3.4 Configuration Management
-
IaC coverage
-
Ensure configs for:
- OpenStack projects, networks, flavors.
- Proxmox clusters and key VMs.
-
Are stored as code (Ansible, Terraform, etc.) and not just in the UI.
-
-
Reproducibility
-
Test that you can:
- Recreate a project and its associated resources from code.
- Rebuild a critical controller VM (from base image + config management).
-
4. Self-Service Layer Checklist (APIs → CLI → UX)
4.1 Define Core Self-Service Use Cases
-
List top flows
- “Create new project/environment for a team.”
- “Provision compute (VM) for a service.”
- “Request GPU capacity.”
- “Onboard a new service to monitoring.”
- “See my project's resource usage.”
-
For each flow:
- Define required inputs.
- Define outputs and completion condition.
- Identify which platform components are touched (OpenStack, MAAS, observability, etc).
4.2 API / CLI Design
-
Choose primary interface
- Decide: CLI, internal API, or both as canonical interface.
- Document: “All self-service flows must be available via X.”
-
Implement minimal CLI/API for key flows
create-project/create-namespace.request-vm(or template-based:create-service).request-gpuwith constraints and limits.show-usage(CPU/RAM/GPU/storage per project).
-
Guardrails
-
Enforce:
- Naming standards (team/env in names).
- Quotas (fail fast if over).
-
Log all actions centrally.
-
4.3 Golden Paths & Templates
-
Service templates
-
Provide:
- Example app repo with CI/CD pipeline ready.
- Example deployment manifest (VM/K8s/etc).
- Built-in monitoring/logging configuration.
-
-
Onboarding checklists
-
New service checklist:
- Project created.
- Monitoring enabled.
- Alerts defined.
- Dashboards created.
- Secret management integrated.
-
4.4 Documentation & Feedback
-
Platform docs
-
“How to get started” guide for:
- New engineers.
- New services.
-
FAQ for:
- “Where do I run X?”
- “How do I get more quota?”
-
-
Feedback loop
- Set up a channel (Slack/discussions/form) for platform feedback.

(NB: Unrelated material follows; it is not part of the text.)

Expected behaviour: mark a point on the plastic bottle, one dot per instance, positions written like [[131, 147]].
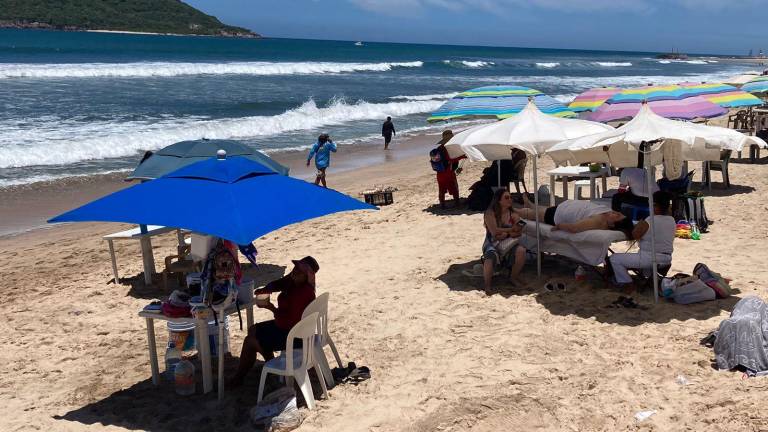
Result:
[[184, 378], [580, 274], [695, 234], [544, 195], [172, 358]]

- Review and triage feedback monthly into a platform backlog.
5. Cross-Cutting Checklist (Observability + GitOps + Failure)
5.1 Observability
-
Telemetry baseline
-
Every node:
- Exposes metrics (node exporter or equivalent).
- Sends logs to central store with site/role tags.
-
Every platform service (MAAS, OpenStack, Proxmox, VPN, bastion):
- Has metrics and basic dashboards.
-
-
Platform dashboards
- Cluster capacity overview (CPU/RAM/storage/GPU).
- Provisioning pipeline health (errors, durations).
- Per-project usage dashboards.
5.2 GitOps
-
Repositories
-
At least:
infra-baremetal.infra-network.infra-platform(OpenStack/Proxmox).infra-observability.
-
Each has clear README and ownership.
-
-
Change process
- All changes go through PRs.
- CI validates syntax, lint, and (where possible) dry runs.
- Changes deployed via pipelines, not ad-hoc scripts.
5.3 Failure & Recovery
-
Document failure scenarios
- Single node failure.
- Rack switch failure.
- Loss of MAAS / OpenStack API for a period.
- Partial network partition (e.g. mgmt vs tenant).
-
For each scenario:
- Define expected behavior.
- Define manual/automatic recovery steps.
- Run at least one game day per quarter to validate.